Abstract : Inorganic scintillators are widely used in various applications of gamma counting and spectroscopy, such as nuclear nonproliferation and safeguards, and medical, space, or industrial applications. Typically, they have a good energy resolution, stable performance, somewhat low cost, and relatively high gamma detection efficiency. However, many inorganic scintillators have high refractive indices and therefore suffer from significant light losses due to the light phenomenon called the total internal reflection (TIR). This research project investigates using optimized, two-dimensional, periodic nanostructures called photonic crystals (PHCs) to aid in recovering some of the TIR-driven light loss. From the practical point of view, PHCs create, via constructive interference of electromagnetic light waves, an improved optical coupling between a scintillator and photosensor for the trapped light, thereby improving the overall light extraction, collection, and consequently the light output (LO) of the scintillator-photosensor assembly. Improving the LO of an inorganic scintillator leads to enhanced energy and time resolutions, thereby allowing for an extended range of radiation detection applications. PHCs can be optimized in terms of their shape, dimensions, and material composition to maximize the scintillator’s LO.

This project consists of two phases: The simulation phase for optimization simulations of PHCs, and the manufacturing phase for manufacturing the optimized PHCs and characterizing the improvement in LO and energy resolution through radiation measurements. During the first phase, a simulation toolkit was built to optimize the PHC geometry for a given inorganic scintillator. Optimization simulations were performed for LYSO, BGO, and LaBr3 inorganic scintillators coated with Si3N4 and TiO2 PHC materials. The LYSO and BGO scintillators were chosen primarily for their lower cost and non-hygroscopic nature, which greatly simplifies the manufacturing process. LaBr3, the gold standard among inorganic scintillators for gamma spectroscopy, is the ultimate choice for PHC treatment due to its excellent energy resolution (~ 2% at 662 keV), despite being hygroscopic and expensive. The final simulation results show an ideal LO improvement of up to 57%, 130%, and 58% for LYSO, BGO, and LaBr3, respectively, for individually optimized PHC geometries. During the second project phase, the PHC geometry optimized during the first phase for the LYSO-Si3N4 combination was manufactured via electron beam (e-beam) lithography. LYSO was chosen for the PHC-coating efforts, because it has higher light yield and energy resolution than BGO and is hygroscopic, which simplifies the PHC-manufacturing process. In the future, the manufacturing process will be modified for different scintillator materials, including BGO, NaI, and LaBr3. The PHC-manufacturing method was developed for the LYSO scintillator material with Si3N4 PHCs through the e-beam lithography and ion etching. Following the manufacturing efforts, radiation measurements were performed for the PHC-coated LYSO scintillators using a 137Cs gamma source.

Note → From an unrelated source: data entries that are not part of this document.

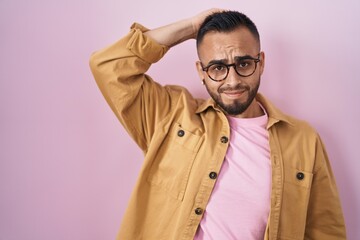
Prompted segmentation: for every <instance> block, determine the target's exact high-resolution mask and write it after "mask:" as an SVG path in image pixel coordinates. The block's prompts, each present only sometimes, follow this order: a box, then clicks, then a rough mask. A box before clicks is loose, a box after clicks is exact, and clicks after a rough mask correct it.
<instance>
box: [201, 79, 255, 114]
mask: <svg viewBox="0 0 360 240" xmlns="http://www.w3.org/2000/svg"><path fill="white" fill-rule="evenodd" d="M205 86H206V89H207V91H208V93H209V94H210V96H211V97H212V98H213V99H214V101H215V102H216V104H217V105H219V106H220V107H221V108H222V109H223V110H224V111H225V112H226V113H227V114H228V115H239V114H242V113H243V112H244V111H245V110H246V109H247V108H248V107H249V106H250V104H251V103H252V102H253V100H254V98H255V97H256V94H257V92H258V89H259V86H260V78H259V80H258V82H257V84H256V86H255V87H254V88H253V89H251V88H250V87H249V86H248V85H244V84H240V83H239V84H237V85H236V86H234V87H221V88H219V89H218V91H217V93H215V92H212V91H210V90H209V88H208V87H207V85H206V84H205ZM231 90H233V91H234V90H239V91H244V92H248V97H247V99H246V100H245V102H241V101H240V100H234V102H233V103H231V104H225V103H224V102H223V100H222V99H221V95H220V94H221V93H222V92H224V91H231Z"/></svg>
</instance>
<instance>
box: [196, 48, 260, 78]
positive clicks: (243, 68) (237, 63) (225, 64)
mask: <svg viewBox="0 0 360 240" xmlns="http://www.w3.org/2000/svg"><path fill="white" fill-rule="evenodd" d="M258 62H260V53H259V54H258V55H257V58H253V57H251V56H244V57H236V58H235V63H232V64H225V63H223V62H222V61H216V60H215V61H212V62H211V63H210V64H209V65H208V66H206V67H203V66H202V63H201V66H202V70H203V71H204V72H206V74H207V75H208V76H209V78H210V79H211V80H213V81H215V82H221V81H223V80H225V79H226V78H227V76H228V75H229V70H230V67H234V69H235V72H236V73H237V74H238V75H239V76H241V77H249V76H251V75H253V74H254V72H255V71H256V66H257V63H258Z"/></svg>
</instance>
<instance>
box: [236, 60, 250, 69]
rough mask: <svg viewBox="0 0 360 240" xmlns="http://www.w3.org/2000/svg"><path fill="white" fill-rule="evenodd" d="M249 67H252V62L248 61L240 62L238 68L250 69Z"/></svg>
mask: <svg viewBox="0 0 360 240" xmlns="http://www.w3.org/2000/svg"><path fill="white" fill-rule="evenodd" d="M249 65H250V62H248V61H242V62H239V64H238V67H239V68H246V67H248V66H249Z"/></svg>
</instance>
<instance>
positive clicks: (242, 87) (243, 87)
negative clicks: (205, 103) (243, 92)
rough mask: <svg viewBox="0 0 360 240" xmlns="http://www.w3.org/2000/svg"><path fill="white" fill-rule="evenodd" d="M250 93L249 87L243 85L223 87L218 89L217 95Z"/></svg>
mask: <svg viewBox="0 0 360 240" xmlns="http://www.w3.org/2000/svg"><path fill="white" fill-rule="evenodd" d="M244 90H245V91H250V87H249V86H248V85H244V84H237V85H235V86H232V87H230V86H224V87H221V88H220V89H219V93H223V92H225V91H244Z"/></svg>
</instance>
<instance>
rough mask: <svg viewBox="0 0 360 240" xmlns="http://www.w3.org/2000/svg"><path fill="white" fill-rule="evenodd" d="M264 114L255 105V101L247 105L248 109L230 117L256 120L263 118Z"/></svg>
mask: <svg viewBox="0 0 360 240" xmlns="http://www.w3.org/2000/svg"><path fill="white" fill-rule="evenodd" d="M264 114H265V113H264V111H263V110H262V108H261V107H260V105H259V104H258V103H257V101H256V99H254V100H253V101H252V103H251V104H250V105H249V107H248V108H247V109H246V110H245V111H244V112H242V113H241V114H238V115H232V117H236V118H256V117H260V116H263V115H264Z"/></svg>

The radiation measurements show a LO improvement of up to 28% and up to 13% in energy resolution for the best performing PHC coating.

Future work will include further improving the overall quality of the manufactured PHCs and incorporating experimentally observed defects in the simulations. With an improved energy resolution, some inorganic scintillators will become competitive enough when compared to room-temperature semiconductor detectors, which would result in cheaper gamma-spectroscopy systems available for detection applications that require deployment of many systems, such as nuclear nonproliferation and safeguards applications. Assessing improvements in timing resolution will also be included in the future work; medical applications such as PET scanners based on LYSO or LSO scintillators would also benefit from optimized PHC coating due to an improved timing resolution. Finally, improving the overall performance of inorganic scintillators by using optimized PHC coatings could have a global impact for many inorganic-scintillator-based applications that would benefit from higher detection efficiency, energy resolution, or timing resolution.